I basically “sat back” and watched myself for the next few hours. I am watching still as I sit here typing. This is a new part of my recovery that I am experiencing. After two months of navigating my way through very strong, extreme manic episodes, I am now experiencing mania on a completely different level in both frequency and power. These bursts or I guess you could call them “mini-episodes” are shorter and are less intense, but still bring out a very powerful physical response in my body. Since these mini-episodes are less intense and require less energy to control, I find that I am not only observing, but I am also able to analyze what is happening, something I couldn’t do before when my entire focus was just keeping “Chipper” or “Evil Elena” at bay.
The solution for tonight was simple. I focused my energy on a task. I went through and organized my papers on my desk. I updated my “mania journal” in my agenda. I wrote out my schedule for the week for my parents. I must have shuffled back and forth from my room to the office a million times. I kept quiet. Dad asked me if I needed to talk it out, which is something I did for the first month I was home, especially during breakfast. My poor parents would never get a chance to finish any article they were trying to read in the paper. I’d ask them question after question, running from my room to the kitchen in a constant “show and tell” as I flitted from one topic to another. Quiet is better. I could also see that dad was a little unnerved and worried about my sudden burst of energy, so I didn’t want to inflate the situation by talking non-stop. I did find myself releasing some exclamatory remarks despite my efforts. For example, when my mom came home I exclaimed very loudly, “I’m manic!” It just slipped out.

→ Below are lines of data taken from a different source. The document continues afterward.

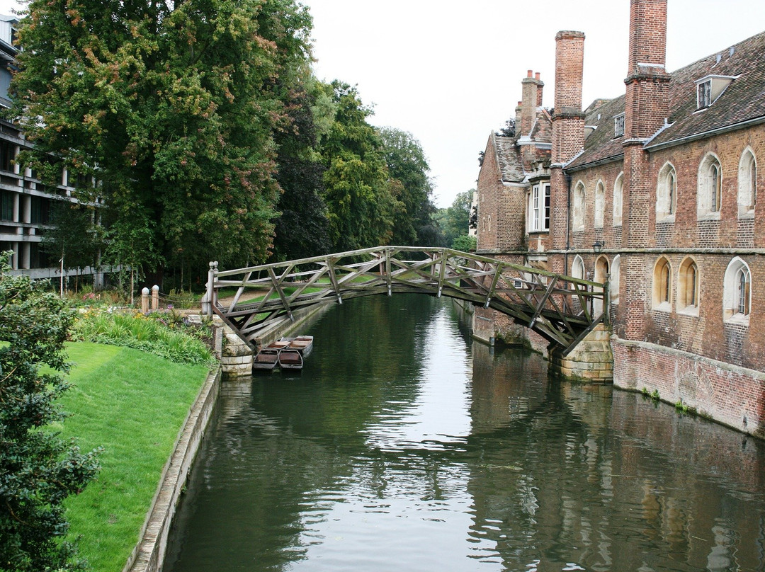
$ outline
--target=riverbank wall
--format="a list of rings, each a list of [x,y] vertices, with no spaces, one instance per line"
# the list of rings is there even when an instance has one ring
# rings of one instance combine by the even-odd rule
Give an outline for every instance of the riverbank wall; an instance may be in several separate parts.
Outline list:
[[[648,342],[611,338],[616,387],[657,395],[765,438],[765,373]]]
[[[296,317],[294,322],[290,322],[281,330],[272,332],[270,336],[275,340],[282,336],[288,336],[298,328],[305,327],[326,311],[327,307],[329,307],[322,306],[303,312]],[[194,316],[188,317],[192,322],[195,320]],[[198,316],[197,317],[199,318]],[[173,519],[197,453],[199,452],[202,439],[216,412],[221,385],[227,378],[241,379],[245,375],[242,373],[243,371],[241,367],[242,363],[237,362],[234,363],[233,375],[226,372],[223,358],[226,357],[229,343],[233,342],[237,346],[239,343],[245,346],[246,344],[236,334],[233,334],[236,340],[230,340],[229,337],[231,333],[230,329],[223,320],[216,317],[216,320],[213,320],[214,350],[220,364],[207,375],[189,410],[189,414],[175,441],[173,453],[162,470],[159,486],[139,535],[138,543],[128,558],[122,572],[161,572],[162,570]],[[264,340],[262,343],[270,343],[271,341],[273,340]],[[249,369],[246,375],[252,375],[252,355],[250,350]]]
[[[144,522],[140,540],[128,558],[122,572],[159,572],[162,569],[170,527],[189,471],[215,410],[220,393],[220,380],[221,369],[218,366],[207,375],[189,410],[175,441],[173,453],[162,470],[159,486]]]

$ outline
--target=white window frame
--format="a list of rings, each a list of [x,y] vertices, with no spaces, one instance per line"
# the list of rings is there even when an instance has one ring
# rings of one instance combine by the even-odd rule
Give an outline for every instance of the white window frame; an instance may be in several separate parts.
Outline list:
[[[677,205],[677,171],[667,162],[659,171],[656,185],[656,222],[671,223],[675,220]]]
[[[614,226],[621,226],[622,205],[624,202],[624,173],[620,173],[614,184]]]
[[[696,109],[705,109],[712,104],[712,82],[707,80],[698,83],[696,91]]]
[[[606,187],[602,180],[595,185],[595,213],[594,225],[596,229],[602,229],[606,218]]]
[[[529,193],[529,232],[542,232],[550,229],[550,184],[532,185]]]
[[[722,166],[714,153],[708,153],[698,165],[696,192],[698,219],[719,219],[722,210]]]
[[[622,137],[624,135],[624,114],[620,113],[614,118],[614,138]]]
[[[754,216],[757,203],[757,160],[754,151],[747,147],[738,161],[738,216]]]
[[[743,297],[742,284],[745,288]],[[751,310],[752,272],[749,265],[737,256],[728,263],[725,270],[723,283],[723,320],[748,325]]]
[[[581,180],[577,181],[574,187],[574,200],[571,209],[571,226],[574,230],[584,229],[584,209],[587,204],[587,190],[584,184]]]

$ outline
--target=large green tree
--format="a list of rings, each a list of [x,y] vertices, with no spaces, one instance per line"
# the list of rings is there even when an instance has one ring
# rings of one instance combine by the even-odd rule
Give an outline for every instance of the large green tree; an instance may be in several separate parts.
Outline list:
[[[264,259],[275,205],[273,132],[309,57],[294,0],[31,0],[13,112],[50,180],[94,175],[128,258]],[[60,161],[51,161],[51,156]],[[123,239],[117,252],[131,245]],[[116,261],[119,262],[119,261]]]
[[[290,125],[275,135],[276,180],[282,190],[275,219],[273,258],[276,260],[327,254],[332,249],[327,205],[322,198],[324,165],[317,150],[319,132],[314,109],[317,86],[308,76],[293,89],[287,106]]]
[[[457,193],[451,206],[439,209],[436,219],[444,234],[444,244],[453,246],[454,240],[460,236],[467,236],[470,224],[470,210],[474,190],[466,190]],[[459,242],[459,246],[464,246]]]
[[[347,83],[335,80],[324,89],[334,111],[320,140],[334,247],[345,251],[389,244],[402,206],[389,181],[382,141],[367,122],[372,110]]]
[[[403,245],[436,245],[432,223],[436,210],[431,200],[433,187],[428,177],[430,167],[422,146],[411,133],[400,129],[384,127],[379,135],[388,172],[400,203],[391,242]]]
[[[0,570],[80,570],[63,538],[63,501],[96,475],[83,454],[49,426],[64,418],[63,343],[72,312],[44,282],[10,274],[0,256]]]

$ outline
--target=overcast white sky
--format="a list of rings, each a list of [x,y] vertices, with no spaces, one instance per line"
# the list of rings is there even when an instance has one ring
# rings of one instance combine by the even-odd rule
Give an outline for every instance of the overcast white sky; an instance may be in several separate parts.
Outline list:
[[[357,84],[374,106],[372,123],[420,141],[439,206],[475,187],[478,152],[515,115],[527,70],[541,73],[543,104],[552,105],[558,31],[585,34],[585,107],[624,91],[630,0],[301,2],[314,16],[318,77]],[[14,5],[0,0],[0,12]],[[668,5],[669,70],[765,30],[763,0]]]

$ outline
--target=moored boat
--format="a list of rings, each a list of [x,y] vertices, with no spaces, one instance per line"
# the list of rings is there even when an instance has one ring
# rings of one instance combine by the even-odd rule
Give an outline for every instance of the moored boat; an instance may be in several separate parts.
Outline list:
[[[297,349],[285,348],[279,352],[279,367],[282,369],[302,369],[303,356]]]
[[[287,347],[297,349],[303,357],[306,357],[314,348],[313,336],[297,336],[294,338],[280,338],[278,342],[287,342]]]
[[[252,359],[253,371],[269,371],[274,369],[279,362],[279,350],[265,347]]]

I wonder if the brain fuzz is some strange physical sensation produced by the toxic swill of drugs swirling through my veins or maybe that’s just what “tissue inflammation” feels like. I wonder if people with bipolar hypermania have brain fuzz too. What makes it feel more intense at times and at others not at all? Will it ever go away? I am also amazed that I haven’t had a headache in all this time. Not one. You’d think that I would have at least one, right? It’s strange to me that the inflammation in my brain has not yet translated itself into actual pain… no, it’s just this weird, warm and literally “fuzzy” feeling around my head. Inflammation equals pain and lots of it – I know this from years of experience. This doesn’t make sense at all.
So, my lovely readers, I would love to hear some of your thoughts on “The Case of the Mysterious Brain Fuzz” or on any of the other interesting brainisms I have posted here. I’m Dr. House and you are part of my medical team, remember? My little brain feels over-saturated these days. It would be nice to hear someone else’s thoughts for a change. I never really know if I am making any sense.
Oh, and chemo treatment #3 is on Thursday. Hopefully, it will be my last…
And for something to look forward to, next time I will blog about my last neuroscience session: Positive Psychology and The Power of Mindful Meditation. No mad scientists this time, but the Psychology PhD who taught it unwilling became his own lab rat when he found himself diagnosed with a chronic, incurable illness and was completely paralyzed as a result. He is now living, moving, breathing proof of what he used to teach to students for years, but never practiced. Yes, all things continue to fascinate… and after two months at home and not working, I’d say that I’m more than thankful for that. Very thankful, indeed.